Certes, les incitations financières et politiques de l’Europe peuvent peser sur différents gouvernements subsahariens. Le Rwanda a reçu à l’avance 140 millions de livres sterling du Royaume-Uni pour construire des logements. Le Rwanda a également utilisé les désirs danois et britanniques pour faire taire les critiques sur son soutien à la milice M23 en République démocratique du Congo.

Le Niger a reçu des éloges de la communauté internationale pour avoir accueilli des réfugiés évacués des prisons libyennes. Au-delà d’une nouvelle reconnaissance diplomatique, elle a également reçu des ressources supplémentaires pour sa bureaucratie en matière d’asile. Celles-ci comprenaient une infrastructure de camp permanente et des augmentations de salaire pour les hauts fonctionnaires.

Cependant, malgré ces incitations, l’externalisation des risques d’asile crée également des tensions dans les États partenaires.

Premièrement, les réfugiés peuvent rester bloqués en transit parce que leurs demandes d’asile sont rejetées ou parce que les gouvernements occidentaux renoncent à leurs promesses de réinstallation.

À la mi-2019, environ 120 des 2 900 évacués ont été confrontés au rejet de leur demande d’asile. Les responsables nigériens responsables et les réfugiés ont refusé leur légalisation au Niger pour diverses raisons.

Le manque d’opportunités économiques au Niger a pesé lourdement sur les réfugiés, tout comme la situation sécuritaire précaire sur les responsables. Selon le personnel local du HCR au Niger, le gouvernement du Burkina Faso a refusé d’accueillir ces réfugiés après avoir entendu parler des difficultés du Niger.

Deuxièmement, l’externalisation des procédures d’asile suppose que l’État de droit fonctionne dans l’État partenaire.

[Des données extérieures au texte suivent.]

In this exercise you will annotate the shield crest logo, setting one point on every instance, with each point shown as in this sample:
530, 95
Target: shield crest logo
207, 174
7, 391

Au Niger, la procédure d’appel n’était ni opérationnelle ni indépendante . D’une part, la commission d’appel ne s’était pas réunie depuis trois ans et était composée des mêmes services que la première instance.

Alternatives politiques

Si les politiciens veulent vraiment réduire les décès en Méditerranée, souvent utilisés comme la prétendue motivation de l’externalisation, ils devraient cesser de criminaliser le sauvetage en mer .

Les États de l’UE pourraient également permettre de demander l’asile auprès des ambassades ou des consulats. Plusieurs pays européens l’ont autorisé jusqu’au début des années 2000. De même, les visas humanitaires pourraient être délivrés par les ambassades, comme l’ont soutenu les membres du Parlement européen en 2016. Cela nécessite davantage de ressources pour le filtrage et le traitement des dossiers.

Ce seraient de véritables étapes vers le démantèlement des économies dites de contrebande, dont les incitations n’ont fait qu’augmenter avec l’accent unilatéral de l’UE sur la dissuasion et le contrôle des frontières. Les procédures d’entrée sûres seraient une approche fondamentalement différente du confinement des populations déplacées loin de l’Europe.

Une politique migratoire moderne et pragmatique devrait abandonner les illusions postcoloniales selon lesquelles les inégalités mondiales massives et les déplacements peuvent être traités par la dissuasion et l’externalisation de la protection des réfugiés vers des pays tiers.